ChatGPT does Advent of Code 2023
LLM are all the rage and people are worried that they will soon replace programmers (or, indeed, every possible office job) so I decided to do an experiment to see how well ChatGPT-4 does against Advent of Code 2023.
What is Advent of Code
Advent of Code (henceforth AoC) is an annual programming "event", held by Eric Wastl, that takes place during the first 25 days of december. Each day at midnight a problem unlocks, consisting of an input file and a description of the required solution (either a number or a sequence of letters and numbers) to be determined by processing the input file. To solve the problem you have to submit to the website the correct solution. Once you do part 2 of the problem unlocks, usually a harder version of the problem in part 1. You don't have to submit any code so, in theory, you could solve everything by hand, however, usually, this is intractable and writing a program to do the work for you is the only easy way to solve the problem.
There's also a leaderboard where participants are scored based on how fast they submitted a solution.

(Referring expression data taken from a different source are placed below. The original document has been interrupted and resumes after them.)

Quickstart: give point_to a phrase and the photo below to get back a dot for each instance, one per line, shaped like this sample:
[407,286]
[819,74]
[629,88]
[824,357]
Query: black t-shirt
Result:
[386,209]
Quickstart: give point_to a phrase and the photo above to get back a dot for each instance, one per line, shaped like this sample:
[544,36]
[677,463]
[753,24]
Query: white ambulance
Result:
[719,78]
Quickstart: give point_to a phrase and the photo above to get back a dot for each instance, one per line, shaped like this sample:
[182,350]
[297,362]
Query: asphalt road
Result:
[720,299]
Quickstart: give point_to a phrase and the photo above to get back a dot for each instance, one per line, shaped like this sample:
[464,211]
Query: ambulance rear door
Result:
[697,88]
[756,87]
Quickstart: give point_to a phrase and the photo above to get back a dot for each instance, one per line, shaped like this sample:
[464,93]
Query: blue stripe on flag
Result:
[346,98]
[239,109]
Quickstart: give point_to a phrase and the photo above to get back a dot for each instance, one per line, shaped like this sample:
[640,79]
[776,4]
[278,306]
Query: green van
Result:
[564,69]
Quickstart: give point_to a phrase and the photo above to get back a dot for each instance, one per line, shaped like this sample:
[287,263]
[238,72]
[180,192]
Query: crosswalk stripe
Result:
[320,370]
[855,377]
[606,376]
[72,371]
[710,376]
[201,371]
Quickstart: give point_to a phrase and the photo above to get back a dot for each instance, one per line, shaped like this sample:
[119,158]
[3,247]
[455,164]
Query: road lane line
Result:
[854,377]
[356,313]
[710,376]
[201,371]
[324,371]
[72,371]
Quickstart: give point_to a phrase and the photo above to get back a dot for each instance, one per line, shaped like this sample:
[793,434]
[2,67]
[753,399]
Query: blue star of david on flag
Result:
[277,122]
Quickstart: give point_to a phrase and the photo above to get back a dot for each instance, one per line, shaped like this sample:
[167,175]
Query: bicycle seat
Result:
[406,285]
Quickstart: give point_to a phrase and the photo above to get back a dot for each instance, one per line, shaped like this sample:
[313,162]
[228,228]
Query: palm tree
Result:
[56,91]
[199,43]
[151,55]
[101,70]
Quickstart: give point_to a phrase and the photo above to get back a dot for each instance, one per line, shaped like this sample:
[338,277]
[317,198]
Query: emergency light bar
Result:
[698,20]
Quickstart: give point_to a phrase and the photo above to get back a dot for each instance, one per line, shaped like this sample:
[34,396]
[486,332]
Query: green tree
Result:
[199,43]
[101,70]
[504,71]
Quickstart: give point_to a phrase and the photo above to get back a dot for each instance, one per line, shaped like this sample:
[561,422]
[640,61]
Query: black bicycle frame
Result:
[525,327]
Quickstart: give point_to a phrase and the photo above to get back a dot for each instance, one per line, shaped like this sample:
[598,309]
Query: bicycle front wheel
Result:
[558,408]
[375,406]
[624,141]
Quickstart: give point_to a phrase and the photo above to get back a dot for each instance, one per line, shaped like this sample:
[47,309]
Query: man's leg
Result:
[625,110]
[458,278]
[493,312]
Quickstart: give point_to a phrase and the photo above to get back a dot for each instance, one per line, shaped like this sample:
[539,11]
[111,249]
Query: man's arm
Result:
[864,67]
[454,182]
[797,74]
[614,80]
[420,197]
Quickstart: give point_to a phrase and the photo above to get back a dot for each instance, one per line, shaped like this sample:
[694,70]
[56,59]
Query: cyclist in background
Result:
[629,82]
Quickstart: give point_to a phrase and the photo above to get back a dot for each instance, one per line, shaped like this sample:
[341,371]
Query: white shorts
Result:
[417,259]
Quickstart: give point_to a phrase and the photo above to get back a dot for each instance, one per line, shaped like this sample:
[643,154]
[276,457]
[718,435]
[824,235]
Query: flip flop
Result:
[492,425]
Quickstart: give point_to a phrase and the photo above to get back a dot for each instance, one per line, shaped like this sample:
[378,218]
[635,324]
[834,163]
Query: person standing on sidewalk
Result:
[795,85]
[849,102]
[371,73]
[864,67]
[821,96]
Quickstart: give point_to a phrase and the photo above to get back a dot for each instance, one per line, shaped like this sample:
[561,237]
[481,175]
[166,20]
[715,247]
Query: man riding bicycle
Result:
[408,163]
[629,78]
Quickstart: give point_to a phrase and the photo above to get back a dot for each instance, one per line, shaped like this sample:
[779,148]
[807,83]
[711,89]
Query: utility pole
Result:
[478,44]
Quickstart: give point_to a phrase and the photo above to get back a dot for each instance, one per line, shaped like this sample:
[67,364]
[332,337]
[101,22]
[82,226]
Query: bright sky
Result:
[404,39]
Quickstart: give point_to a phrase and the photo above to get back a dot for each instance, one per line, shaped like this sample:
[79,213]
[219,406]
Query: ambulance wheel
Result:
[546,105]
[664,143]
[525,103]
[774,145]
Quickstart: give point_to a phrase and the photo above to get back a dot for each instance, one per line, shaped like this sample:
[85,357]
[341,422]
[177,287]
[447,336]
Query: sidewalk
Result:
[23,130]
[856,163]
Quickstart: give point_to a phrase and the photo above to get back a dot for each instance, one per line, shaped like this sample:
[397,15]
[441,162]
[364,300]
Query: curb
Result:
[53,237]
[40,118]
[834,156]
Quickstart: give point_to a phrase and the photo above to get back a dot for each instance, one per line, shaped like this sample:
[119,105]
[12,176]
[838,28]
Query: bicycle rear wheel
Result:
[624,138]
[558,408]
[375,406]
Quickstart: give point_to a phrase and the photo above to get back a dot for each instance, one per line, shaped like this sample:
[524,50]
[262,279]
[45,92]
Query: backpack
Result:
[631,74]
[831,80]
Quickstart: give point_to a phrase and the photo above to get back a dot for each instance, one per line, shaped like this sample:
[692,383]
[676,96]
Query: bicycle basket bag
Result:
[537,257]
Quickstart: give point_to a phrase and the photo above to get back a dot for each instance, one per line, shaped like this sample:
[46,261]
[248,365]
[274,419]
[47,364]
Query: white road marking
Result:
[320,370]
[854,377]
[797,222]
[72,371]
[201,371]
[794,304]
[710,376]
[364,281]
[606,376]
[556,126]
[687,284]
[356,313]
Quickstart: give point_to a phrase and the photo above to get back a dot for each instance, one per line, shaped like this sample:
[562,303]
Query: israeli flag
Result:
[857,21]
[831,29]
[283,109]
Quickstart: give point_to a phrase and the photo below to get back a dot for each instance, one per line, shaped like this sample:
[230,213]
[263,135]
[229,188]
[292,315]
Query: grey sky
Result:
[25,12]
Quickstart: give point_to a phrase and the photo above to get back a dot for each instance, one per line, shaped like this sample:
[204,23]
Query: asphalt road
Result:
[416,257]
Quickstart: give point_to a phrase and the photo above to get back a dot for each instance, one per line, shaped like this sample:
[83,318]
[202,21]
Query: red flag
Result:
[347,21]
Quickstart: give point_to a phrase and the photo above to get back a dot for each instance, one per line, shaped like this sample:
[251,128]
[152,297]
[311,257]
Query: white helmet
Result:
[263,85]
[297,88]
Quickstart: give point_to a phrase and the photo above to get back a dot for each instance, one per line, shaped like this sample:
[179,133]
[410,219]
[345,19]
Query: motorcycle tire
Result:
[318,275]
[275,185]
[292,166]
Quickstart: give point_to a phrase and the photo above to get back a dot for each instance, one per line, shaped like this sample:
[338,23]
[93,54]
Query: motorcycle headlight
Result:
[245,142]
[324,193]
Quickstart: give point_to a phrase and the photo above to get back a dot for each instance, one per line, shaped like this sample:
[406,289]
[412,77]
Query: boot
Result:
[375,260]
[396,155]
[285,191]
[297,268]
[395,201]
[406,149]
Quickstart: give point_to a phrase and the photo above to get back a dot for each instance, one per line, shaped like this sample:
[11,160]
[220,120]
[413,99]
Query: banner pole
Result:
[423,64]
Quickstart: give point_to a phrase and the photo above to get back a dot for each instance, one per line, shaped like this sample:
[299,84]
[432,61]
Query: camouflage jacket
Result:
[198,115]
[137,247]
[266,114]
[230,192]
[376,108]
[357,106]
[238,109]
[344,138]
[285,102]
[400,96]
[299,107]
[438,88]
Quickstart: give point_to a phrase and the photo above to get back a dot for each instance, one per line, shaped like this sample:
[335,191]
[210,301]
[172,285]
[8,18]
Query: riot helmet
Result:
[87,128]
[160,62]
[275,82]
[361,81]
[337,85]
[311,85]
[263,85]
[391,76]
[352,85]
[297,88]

Problems start very easy on day 1 (sometimes as easy as just asking for a program that sums all numbers in the input) and progress towards more difficult ones, but they never get very hard: a CS graduate should be able to solve all problems, except maybe 1 or 2, in a couple of hours each.
Prior history
This isn't the first time ChatGPT (or LLMs) was used to participate in Advent of Code. In fact last year (2022) it was big news that users of ChatGPT were able, in multiple days, to reach the top of the global leaderboard. And this was enough of a concern that Eric explicitly banned ChatGPT users from submitting solutions before the global leaderboard was full (of course he also doesn't have any way to actually enforce this ban). Some people even expected GPT-4 to finish the whole year.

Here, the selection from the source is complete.